Ketegangan antara Israel dan Iran kembali memuncak setelah serangan militer terbaru yang dilancarkan oleh Israel terhadap beberapa fasilitas strategis di wilayah Iran. Serangan ini memicu kecaman internasional dan mengundang perhatian dunia, namun apa sebenarnya yang menjadi pemicu tindakan militer ini?
Serangan Israel disebut-sebut sebagai respons terhadap dugaan aktivitas pengembangan senjata nuklir yang dilakukan oleh Iran. Tel Aviv mengklaim bahwa Teheran semakin mendekati kemampuan untuk memproduksi senjata nuklir, yang dianggap sebagai ancaman serius bagi keamanan nasional Israel. Sebagai bentuk pencegahan, Israel melakukan operasi pre-emptive guna menghentikan apa yang mereka anggap sebagai ancaman eksistensial.
Selain faktor nuklir, konflik ini juga diperkeruh oleh keterlibatan Iran dalam mendukung kelompok-kelompok bersenjata di wilayah seperti Suriah, Lebanon, dan Gaza. Dukungan Iran terhadap Hezbollah dan milisi proksi lainnya membuat Israel merasa terancam secara regional. Serangan ini dianggap sebagai bagian dari strategi defensif Israel untuk membatasi pengaruh Iran di kawasan Timur Tengah.
Dari sisi geopolitik, ketegangan ini juga berkaitan erat dengan perubahan dinamika aliansi internasional. Meningkatnya dukungan Rusia dan Tiongkok terhadap Iran serta memburuknya hubungan AS-Iran turut memperkeruh situasi. Israel, sebagai sekutu utama Amerika Serikat di Timur Tengah, memandang bahwa aksi militer adalah langkah strategis untuk menegaskan posisi dan kekuatannya di kawasan.

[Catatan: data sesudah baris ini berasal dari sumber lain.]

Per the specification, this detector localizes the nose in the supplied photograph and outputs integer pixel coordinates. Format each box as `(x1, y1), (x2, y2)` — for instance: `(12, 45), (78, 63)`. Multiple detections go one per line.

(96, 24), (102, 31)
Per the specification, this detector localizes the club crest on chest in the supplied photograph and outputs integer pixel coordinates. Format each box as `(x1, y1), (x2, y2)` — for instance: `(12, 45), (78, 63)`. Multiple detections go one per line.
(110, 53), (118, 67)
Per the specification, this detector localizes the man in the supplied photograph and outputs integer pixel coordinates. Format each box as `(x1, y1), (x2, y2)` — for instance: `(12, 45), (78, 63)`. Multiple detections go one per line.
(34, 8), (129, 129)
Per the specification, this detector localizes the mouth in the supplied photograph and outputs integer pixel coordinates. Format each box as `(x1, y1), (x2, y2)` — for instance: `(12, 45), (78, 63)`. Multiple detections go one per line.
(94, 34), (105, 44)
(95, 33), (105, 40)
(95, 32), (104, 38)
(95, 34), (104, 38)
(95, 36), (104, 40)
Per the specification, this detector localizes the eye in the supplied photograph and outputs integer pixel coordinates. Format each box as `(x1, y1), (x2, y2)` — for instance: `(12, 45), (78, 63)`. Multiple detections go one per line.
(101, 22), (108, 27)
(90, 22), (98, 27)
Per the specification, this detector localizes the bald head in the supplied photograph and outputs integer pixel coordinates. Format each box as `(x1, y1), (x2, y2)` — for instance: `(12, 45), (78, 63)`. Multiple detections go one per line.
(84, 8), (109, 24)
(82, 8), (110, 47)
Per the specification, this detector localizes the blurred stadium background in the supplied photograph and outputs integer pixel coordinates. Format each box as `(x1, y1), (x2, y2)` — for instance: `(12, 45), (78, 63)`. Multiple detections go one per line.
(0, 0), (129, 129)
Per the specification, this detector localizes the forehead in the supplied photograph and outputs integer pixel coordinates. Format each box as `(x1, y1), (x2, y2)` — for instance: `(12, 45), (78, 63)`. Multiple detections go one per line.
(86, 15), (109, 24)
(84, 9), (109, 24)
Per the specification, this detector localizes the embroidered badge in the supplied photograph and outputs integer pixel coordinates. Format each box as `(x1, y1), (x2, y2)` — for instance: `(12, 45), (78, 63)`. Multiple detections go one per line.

Serangan ini menimbulkan pertanyaan besar mengenai kemungkinan eskalasi konflik lebih lanjut. Iran telah mengancam akan membalas jika serangan terus berlanjut. Dunia internasional pun menyerukan deeskalasi dan dialog diplomatik agar perang terbuka dapat dihindari. Namun, selama kedua negara masih saling curiga dan tidak ada jalur komunikasi yang efektif, potensi konflik skala besar akan terus menghantui kawasan.